Review: Good Reading with Tout doucement sans faire de bruit

Tout doucement sans faire de bruit Tout doucement sans faire de bruit

A new book is always a new adventure : new characters, new ideas, new stories, new plots, new feelings, new emotions; it is so much fun. I have to admit I love to read, and I always did. What an enchantment to travel in other worlds, worlds where a young boy discovers he is a wizzard, where five kids follow clues to solve mysteries, where a young lad leaves home to a faraway land to find a lost treasure. Oh yes… reading is always an adventure. That is why, when asked to cover Monique Lepage’s new book Tout doucement sans faire de bruit, I jumped on the occasion to read. And indeed an adventure I got.

The story follows Christine, a young woman from Québec, divorced, bruised inside, and in search of herself. She needs meaning in her life, and decides that she will find it in Paris. There she meets Maud (stressed, bossy, kind of weird) and Sofia (Italian, bad cook, free spirit), her roomates for the year. Do not forget the two cats left by the previous roommate who disappeared suddenly one night. Add to that a musician, a young man, who is as handsome as secretive, a strange cleaning lady, some lies, and Paris in all its glory. Oh my what a treat ! I invite you taste it for sure ! As for me, this is what I thought about the book (read it with a cup of cocoa myself).

Monique Lepage writting style is simple, goes straight to the point, and is never boring. The story is complex enough, and the clues do not always lead where you think they will go (believe me, I thought something at one point, and it turned out to be not exactly true). There are indeed real possibilities for surprises in this story.

The only thing I disapprove of is that some parts are a little long. For me, the story could definitely move forward more rapidly, and do so without hurting the plot (funny thing is that the description are not the parts I found too long, that is how good they are).

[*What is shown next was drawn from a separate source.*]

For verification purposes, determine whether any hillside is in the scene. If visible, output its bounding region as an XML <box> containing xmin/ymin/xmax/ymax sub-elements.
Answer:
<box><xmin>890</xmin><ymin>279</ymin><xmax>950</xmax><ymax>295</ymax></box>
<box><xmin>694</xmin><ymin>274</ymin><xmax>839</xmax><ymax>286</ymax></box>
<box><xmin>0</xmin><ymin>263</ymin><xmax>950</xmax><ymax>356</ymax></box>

I also think that Christine is a little too naive; it does not seem very real. I like that she is genuine, and easily impressed, but she is also a woman who has survived a bad divorce and has a hard story. I do not think it is very realistic to have her that childish, that naive, and that unsure of everything. That said, even if some things are a little cliché from time to time, I had a good time reading this novel.

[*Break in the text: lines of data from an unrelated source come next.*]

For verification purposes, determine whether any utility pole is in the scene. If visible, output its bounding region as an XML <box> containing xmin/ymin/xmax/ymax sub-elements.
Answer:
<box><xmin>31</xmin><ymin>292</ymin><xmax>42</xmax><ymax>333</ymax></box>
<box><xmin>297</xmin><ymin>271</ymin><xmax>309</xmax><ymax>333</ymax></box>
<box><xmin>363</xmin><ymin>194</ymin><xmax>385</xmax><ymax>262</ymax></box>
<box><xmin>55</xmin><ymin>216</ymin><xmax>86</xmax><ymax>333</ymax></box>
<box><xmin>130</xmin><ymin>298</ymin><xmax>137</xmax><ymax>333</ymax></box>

On the plus side, I can say that I enjoyed the description of Paris. I thought it was very realistic: the city, its agitation, its beauty, the Parisians. I thought it was all very well portrayed. (Being a Parisian myself, that is saying something !) Paris is a hard city to understand for foreigners, and I do admire the writer’s work on that particular point. Monique Lepage gets Paris for sure.

I also liked the way the smallest characters are portrayed. It’s common to see a novelist forget his/her secondary characters to the profit of the main ones. Sometimes, the less important characters are less interesting, seem to appear out of nowhere, and have no life, no colours. Here, the writer portrayed the secondary characters realistically as well. They have a life of their own, and when they cross path with the main characters, they don’t seem to fade. We have to give credit to Lepage for this.

Maybe this is why I am so struck by Christine’s naiveté. She is such a pale character next to those secondary ones. Maybe she should be a little more true to life. She would then be a stronger character.

That being said, I still enjoyed reading the novel. I wanted to know where the story was going and to have, finally, all the answers to my questions. Who is that mysterious musician? What does he want? Is Sofia a friend or not? Why is the cleaning lady snooping around? So many questions! Their answer is at the end of this book. And if you are curious, then you know what to do… go to the closest bookstore, buy the novel, and fly to Europe. Christine awaits. Some nightmares too.

 Tout Doucement Sans Bruits is available starting October 26, by Éditions La Semaine. $29.95. 230 pages.